L’Aquila. “Quando si dovrà decidere su questo processo, io so che non dormirò e questo in verità già mi accade spesso, all’indomani dei processi sui crolli”. Lo ha detto stamane il giudice Giuseppe Grieco, nell’aula d’udienza all’Aquila in cui era in corso il processo sul crollo del Convitto nazionale in cui morirono tre minorenni: Luigi Cellini, 15 anni, di Trasacco e due stranieri Ondreiy Nouzovsky, 17 anni, e Marta Zelena. Sotto accusa, per omicidio colposo e lesioni, il preside del Convitto, Livio Bearzi, e il dirigente provinciale, Vincenzo Mazzotta, imputati per omicidio colposo e lesioni colpose. Ad indurre il magistrato a fare l’inaspettata esternazione, l’aver constato “l’impreparazione” di due testi che, chiamati dalla difesa, nei passaggi più importanti della loro testimonianza hanno tentennato nelle risposte, accompagnate dai diversi “non ricordo” e dai “è passato molto tempo”.

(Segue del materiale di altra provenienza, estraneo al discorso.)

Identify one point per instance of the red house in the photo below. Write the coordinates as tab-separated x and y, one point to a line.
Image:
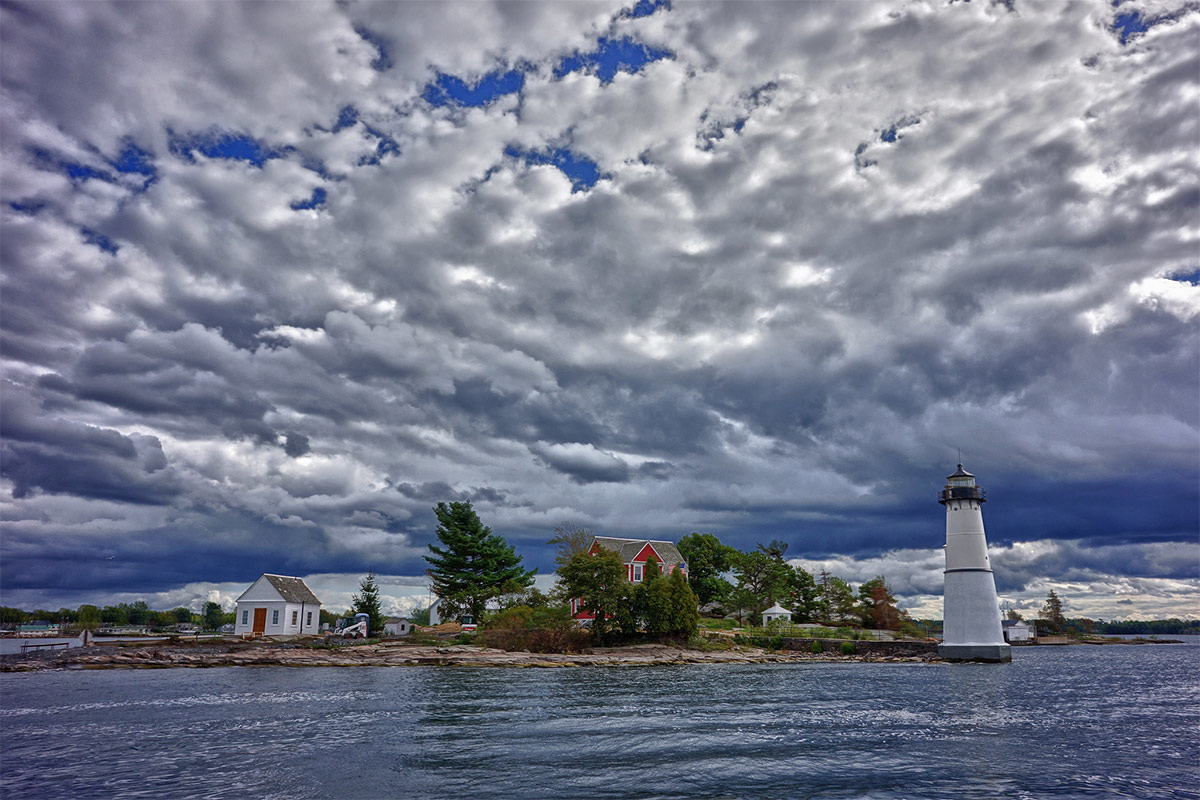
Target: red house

Si trattava di due geometri dell’Aquila che per conto della “Collabora Engineering” avevano partecipato nel 2004 alla redazione delle schede sulla vulnerabilità sismica dell’edificio oggetto del dibattimento. L’ammissione da parte dei due testi di non essere riusciti a reperire le carte da loro stessi redatte, ha mandato su tutte le furie il giudice: “Voi avete un obbligo morale, non si può essere incerti – ha evidenziato il giudice del Tribunale ai due testi – lo dovete a me perché io dovrò prendere una decisione importante e questo mi porterà a non dormire il giorno in cui dovrò decidere. E’ anche una forma di rispetto per le vittime di questo crollo, ci vuole serietà, un testimone tecnico non può avere indecisioni. Dovevate essere come orologi svizzeri, come fulmini, ci sono morti che attendono giustizia, lo capite?”.
Uno dei due testi per queste ragioni è stato invitato a presentarsi alla prossima udienza del processo.